Bytecode in Python is represented in the form b'xxx'. x can be represented as a character or in the ASCII encoding form \xnn, nn from 00-ff (hexadecimal) for a total of 256 characters.
I. Basic operations
Here is a list of the basic operations of bytes, you can see that it is still very similar to strings:
In[40]: b = b"abcd\x64" In[41]: b Out[41]: b'abcdd' In[42]: type(b) Out[42]: bytes In[43]: len(b) Out[43]: 5 In[44]: b[4] Out[44]: 100 # 100In hexadecimal this is\x64
If you want to modify a byte in a byte string, you can't modify it directly, you need to convert it to a bytearray and then modify it:
In[46]: barr = bytearray(b) In[47]: type(barr) Out[47]: bytearray In[48]: barr[0] = 110 In[49]: barr Out[49]: bytearray(b'nbcdd')

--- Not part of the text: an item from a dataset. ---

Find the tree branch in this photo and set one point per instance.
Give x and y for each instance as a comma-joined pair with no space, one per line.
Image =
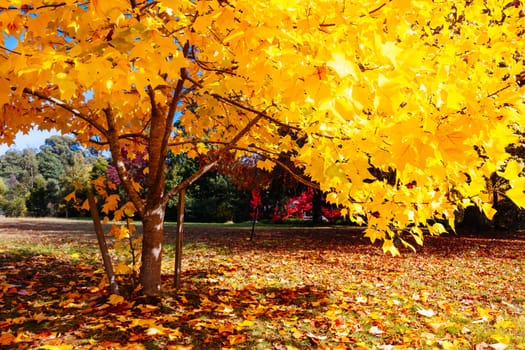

II. Relationship between bytes and characters
As mentioned above, bytes and characters are very similar, in fact, they can be converted to each other. A byte can be converted to a character by encoding it in a certain way. Byte through the encode () method into the encoding method can be converted to characters, and characters through the decode () method can be converted to bytes:
In[50]: s = "Life is short, I use Python." In[51]: b = ('utf-8') In[52]: b Out[52]: b'\xe4\xba\xba\xe7\x94\x9f\xe8\x8b\xa6\xe7\x9f\xad\xef\xbc\x8c\xe6\x88\x91\xe7\x94\xa8Python' In[53]: c = ('gb18030') In[54]: c Out[54]: b'\xc8\xcb\xc9\xfa\xbf\xe0\xb6\xcc\xa3\xac\xce\xd2\xd3\xc3Python' In[55]: ('utf-8') Out[55]: 'Life is short, I use Python' In[56]: ('gb18030') Out[56]: 'Life is short, I use Python' In[57]: ('utf-8') Traceback (most recent call last): exec(code_obj, self.user_global_ns, self.user_ns) File "<ipython-input-57-8b50aa70bce9>", line 1, in <module> ('utf-8') UnicodeDecodeError: 'utf-8' codec can't decode byte 0xc8 in position 0: invalid continuation byte In[58]: ('gb18030') Out[58]: 'Yeeseng Yun Yun Transportation Velvet Velvet Jacket'
We can see that with different encoding methods to parse out the characters and bytes in a completely different way, if the encoding and decoding with different encoding methods, it will produce garbled code, or even conversion failure. Because each encoding contains a different number of byte types, such as the above example of \xc8 exceeds the maximum characters of utf-8.
III. Applications
Take a simple example, I want to crawl the content of a web page, now to crawl with Baidu search Python return page, Baidu uses utf-8 encoding format, if you do not decode the return results, it is a super long byte string. If you don't decode the result, it will be a super long byte string. If you decode it correctly, it will display a normal html page.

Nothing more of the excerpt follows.